That being said, the movie was refreshing, both for its frank look at women in their 20s and for its frank treatment of abortion as both a real life event AND a legitimate choice for a woman unready to go the child-bearing route. Jenny Slate delivers a surprising performance, as much for her easy emoting in the emotional scenes as for her flawless comedic turns. Gillian Robespierre turns in a lovely, simple script that eschews big moments for well timed sarcasm and goofiness. It’s the type of movie that feels LIVED, not just created, as evidenced by the easy chemistry between Slate and best friend Gaby Hoffman, or Slate and love-interest Jake Lacy (aka Plop, from The Office).
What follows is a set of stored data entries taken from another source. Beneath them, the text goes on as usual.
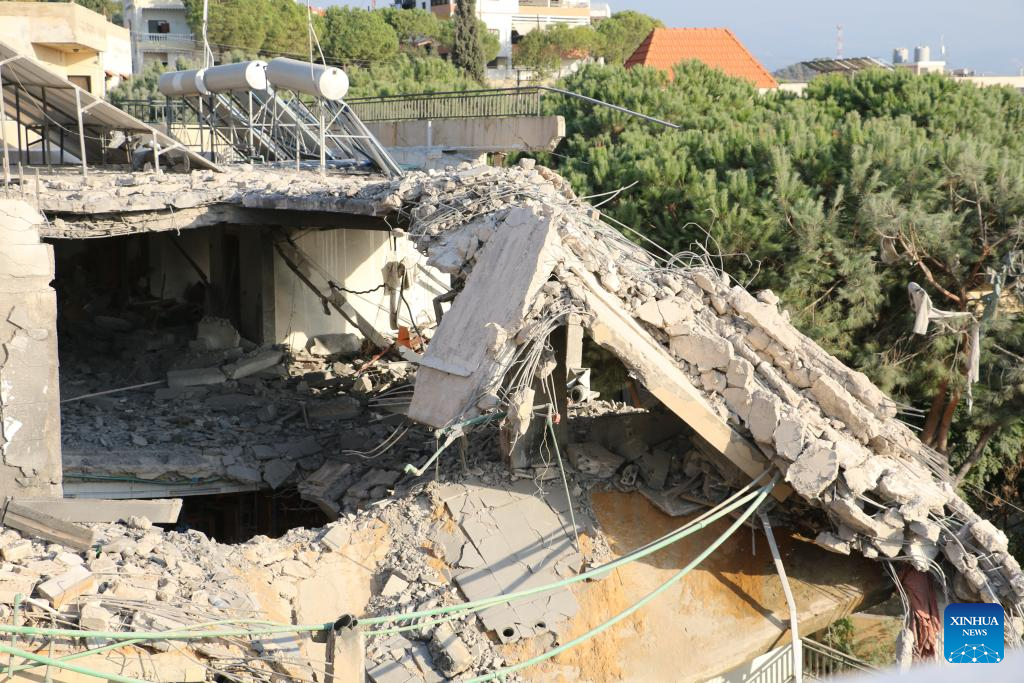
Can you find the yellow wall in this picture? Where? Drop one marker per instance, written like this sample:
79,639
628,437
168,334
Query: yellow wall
69,38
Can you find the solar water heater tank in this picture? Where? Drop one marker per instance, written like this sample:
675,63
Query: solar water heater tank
238,77
182,83
318,80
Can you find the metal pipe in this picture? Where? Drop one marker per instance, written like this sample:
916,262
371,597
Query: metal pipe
81,132
3,135
798,670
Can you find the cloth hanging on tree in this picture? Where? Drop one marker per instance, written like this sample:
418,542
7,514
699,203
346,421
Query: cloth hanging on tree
925,621
927,313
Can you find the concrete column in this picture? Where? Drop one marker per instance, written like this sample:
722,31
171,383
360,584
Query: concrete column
30,396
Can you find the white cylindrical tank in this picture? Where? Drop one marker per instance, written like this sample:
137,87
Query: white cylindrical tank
240,76
182,83
310,79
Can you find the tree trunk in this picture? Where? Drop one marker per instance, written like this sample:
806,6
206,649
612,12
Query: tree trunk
942,434
976,453
932,421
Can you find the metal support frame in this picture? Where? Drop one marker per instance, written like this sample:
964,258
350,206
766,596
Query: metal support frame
81,133
798,656
3,134
282,127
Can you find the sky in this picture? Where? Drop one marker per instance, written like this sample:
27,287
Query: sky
984,35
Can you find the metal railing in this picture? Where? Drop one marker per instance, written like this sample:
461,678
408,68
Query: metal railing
818,663
555,3
155,111
821,662
474,103
453,104
166,38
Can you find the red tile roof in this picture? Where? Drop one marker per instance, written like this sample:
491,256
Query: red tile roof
718,48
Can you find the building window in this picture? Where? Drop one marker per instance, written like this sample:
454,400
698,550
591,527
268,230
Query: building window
84,82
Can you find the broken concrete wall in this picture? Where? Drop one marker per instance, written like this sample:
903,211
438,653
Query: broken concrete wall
726,361
170,272
355,258
30,412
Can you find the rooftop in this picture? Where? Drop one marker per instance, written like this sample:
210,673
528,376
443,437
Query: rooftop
718,48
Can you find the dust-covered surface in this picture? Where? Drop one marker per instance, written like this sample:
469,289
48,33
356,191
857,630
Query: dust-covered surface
859,477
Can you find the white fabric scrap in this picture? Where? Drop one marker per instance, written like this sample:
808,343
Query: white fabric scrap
927,313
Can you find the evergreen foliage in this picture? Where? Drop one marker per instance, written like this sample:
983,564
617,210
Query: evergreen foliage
353,36
404,74
797,194
614,39
467,52
622,34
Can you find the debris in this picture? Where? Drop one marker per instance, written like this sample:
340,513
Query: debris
33,522
213,334
65,588
254,364
198,377
338,344
594,460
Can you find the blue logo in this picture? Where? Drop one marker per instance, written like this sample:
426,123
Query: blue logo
973,633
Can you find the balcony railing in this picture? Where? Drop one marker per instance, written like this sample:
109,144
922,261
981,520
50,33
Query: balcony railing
821,662
167,38
554,3
468,104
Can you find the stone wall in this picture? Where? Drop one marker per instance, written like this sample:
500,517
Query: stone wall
30,409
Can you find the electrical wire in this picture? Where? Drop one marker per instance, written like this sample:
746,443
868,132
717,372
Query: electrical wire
601,628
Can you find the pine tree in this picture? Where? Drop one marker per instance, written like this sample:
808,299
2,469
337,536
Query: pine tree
466,51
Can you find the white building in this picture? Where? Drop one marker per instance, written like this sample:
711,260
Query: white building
76,42
160,32
509,19
923,62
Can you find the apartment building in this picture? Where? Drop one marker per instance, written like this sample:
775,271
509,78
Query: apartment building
76,42
510,19
160,32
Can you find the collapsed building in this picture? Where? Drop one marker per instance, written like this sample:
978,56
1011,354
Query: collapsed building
322,344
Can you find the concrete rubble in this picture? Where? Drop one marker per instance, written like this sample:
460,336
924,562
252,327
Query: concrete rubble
412,551
752,392
230,412
832,434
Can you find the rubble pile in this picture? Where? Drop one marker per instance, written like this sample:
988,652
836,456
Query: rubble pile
231,412
414,551
241,185
825,427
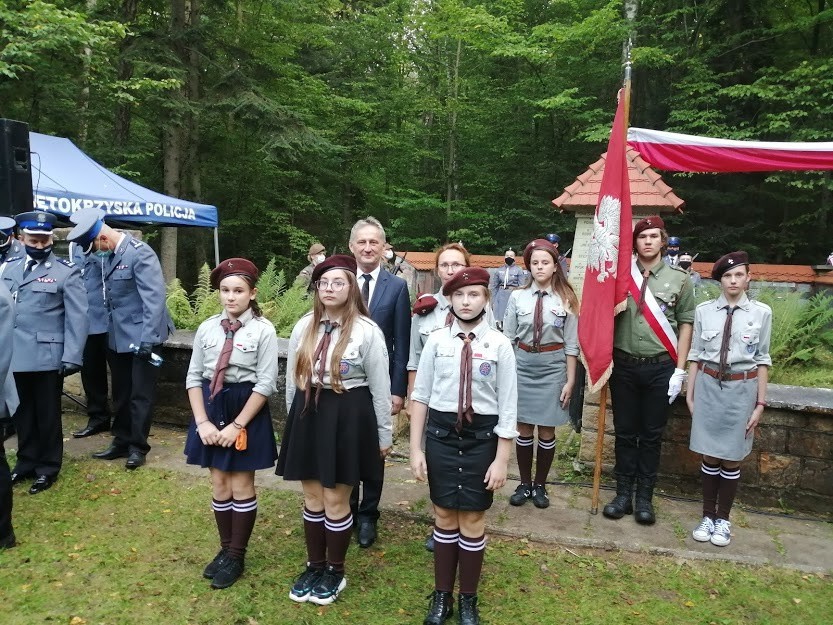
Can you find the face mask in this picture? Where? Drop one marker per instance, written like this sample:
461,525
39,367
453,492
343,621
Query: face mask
38,254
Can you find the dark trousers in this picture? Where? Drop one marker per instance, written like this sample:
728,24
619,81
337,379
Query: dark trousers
94,379
639,393
371,490
134,391
40,443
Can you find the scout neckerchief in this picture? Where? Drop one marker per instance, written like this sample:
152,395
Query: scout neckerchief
652,312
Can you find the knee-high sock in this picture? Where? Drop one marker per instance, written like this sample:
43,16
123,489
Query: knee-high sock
711,482
338,533
316,538
446,550
543,460
222,515
523,449
729,479
470,556
244,513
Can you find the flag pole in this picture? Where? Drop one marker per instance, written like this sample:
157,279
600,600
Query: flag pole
600,419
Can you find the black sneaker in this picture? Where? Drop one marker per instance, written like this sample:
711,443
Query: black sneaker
540,497
212,567
329,585
522,493
306,581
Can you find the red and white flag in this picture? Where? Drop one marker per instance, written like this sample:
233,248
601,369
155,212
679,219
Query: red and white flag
673,151
607,276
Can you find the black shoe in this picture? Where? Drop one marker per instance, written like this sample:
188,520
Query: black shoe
90,430
229,573
522,493
367,534
467,612
440,609
429,544
540,497
215,565
111,453
622,503
42,483
134,461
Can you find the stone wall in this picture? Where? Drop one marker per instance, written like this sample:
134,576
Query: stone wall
791,464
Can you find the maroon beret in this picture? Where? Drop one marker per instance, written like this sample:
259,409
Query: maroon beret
467,276
233,267
338,261
652,221
727,262
540,244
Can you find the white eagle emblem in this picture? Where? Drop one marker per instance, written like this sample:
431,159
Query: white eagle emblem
603,254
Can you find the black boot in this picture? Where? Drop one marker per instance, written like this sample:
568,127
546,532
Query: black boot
440,608
644,508
622,503
467,610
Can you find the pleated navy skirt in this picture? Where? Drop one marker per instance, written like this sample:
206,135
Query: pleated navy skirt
335,442
261,451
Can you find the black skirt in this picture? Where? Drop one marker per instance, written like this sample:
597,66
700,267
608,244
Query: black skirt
261,451
336,442
457,462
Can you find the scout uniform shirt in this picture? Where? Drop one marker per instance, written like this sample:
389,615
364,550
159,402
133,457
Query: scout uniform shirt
751,330
494,389
254,354
674,294
560,326
364,363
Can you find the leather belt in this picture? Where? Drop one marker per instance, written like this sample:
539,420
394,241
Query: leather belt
728,377
547,347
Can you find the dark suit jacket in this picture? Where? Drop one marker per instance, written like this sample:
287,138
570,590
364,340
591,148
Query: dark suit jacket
390,308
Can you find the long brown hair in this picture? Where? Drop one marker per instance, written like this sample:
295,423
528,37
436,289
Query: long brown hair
353,308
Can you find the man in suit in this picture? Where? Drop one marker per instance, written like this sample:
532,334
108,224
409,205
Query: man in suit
138,317
387,300
49,334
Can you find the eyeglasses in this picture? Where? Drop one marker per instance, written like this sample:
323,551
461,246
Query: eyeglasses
335,285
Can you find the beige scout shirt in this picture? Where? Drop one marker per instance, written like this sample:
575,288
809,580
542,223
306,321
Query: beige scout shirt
674,293
254,356
364,363
751,331
560,326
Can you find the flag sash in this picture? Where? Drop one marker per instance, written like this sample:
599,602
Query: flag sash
653,314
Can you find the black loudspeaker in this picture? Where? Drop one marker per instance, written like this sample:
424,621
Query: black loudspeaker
15,170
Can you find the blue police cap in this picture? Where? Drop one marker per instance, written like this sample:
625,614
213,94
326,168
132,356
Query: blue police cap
88,222
36,222
6,225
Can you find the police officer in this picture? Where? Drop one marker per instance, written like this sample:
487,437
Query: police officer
94,369
645,374
50,330
139,323
502,282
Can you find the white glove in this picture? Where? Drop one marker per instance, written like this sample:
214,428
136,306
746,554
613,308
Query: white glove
675,384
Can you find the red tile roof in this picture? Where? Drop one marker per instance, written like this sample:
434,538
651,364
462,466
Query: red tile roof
647,188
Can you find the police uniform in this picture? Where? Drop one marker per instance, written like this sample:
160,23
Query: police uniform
50,330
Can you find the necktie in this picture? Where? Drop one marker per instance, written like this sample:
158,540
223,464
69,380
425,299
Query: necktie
538,319
216,385
320,356
464,408
724,344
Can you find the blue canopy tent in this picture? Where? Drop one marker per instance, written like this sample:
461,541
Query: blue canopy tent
65,179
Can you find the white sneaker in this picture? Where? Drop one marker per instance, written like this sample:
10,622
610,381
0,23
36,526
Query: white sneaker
722,535
703,532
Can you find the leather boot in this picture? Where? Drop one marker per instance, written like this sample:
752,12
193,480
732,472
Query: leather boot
644,508
622,503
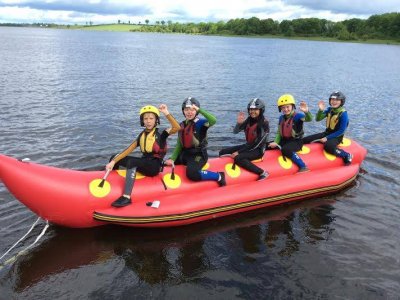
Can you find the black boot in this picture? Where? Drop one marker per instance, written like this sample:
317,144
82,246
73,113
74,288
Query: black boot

I read a condescending article about the recent surge of “women child” comedies, and how they are ultimately “hurting the cause” recently. I respectfully disagree. I wish we lived in a world where a broad spectrum of women’s stories were told, so that we didn’t feel the need to archetype every character that becomes popular (this one’s a MANIC PIXIE DREAM GIRL! That one’s a WOMAN CHILD! That one’s a STRONG FEMALE CHARACTER!). And film is itself cyclical, prone to becoming obsessed with one theme or character trait before moving onto the next. While it is always helpful to point out inauthentic or hurtful character tropes (and in fact, some of the above are useful when talking on a macro-level about the state of cinema), it’s also sometimes exciting to point out that we are moving into a world with broader representation of women.

And sometimes it’s just nice to laugh and be mildly heartwarmed by a comedy that feels unique and cool.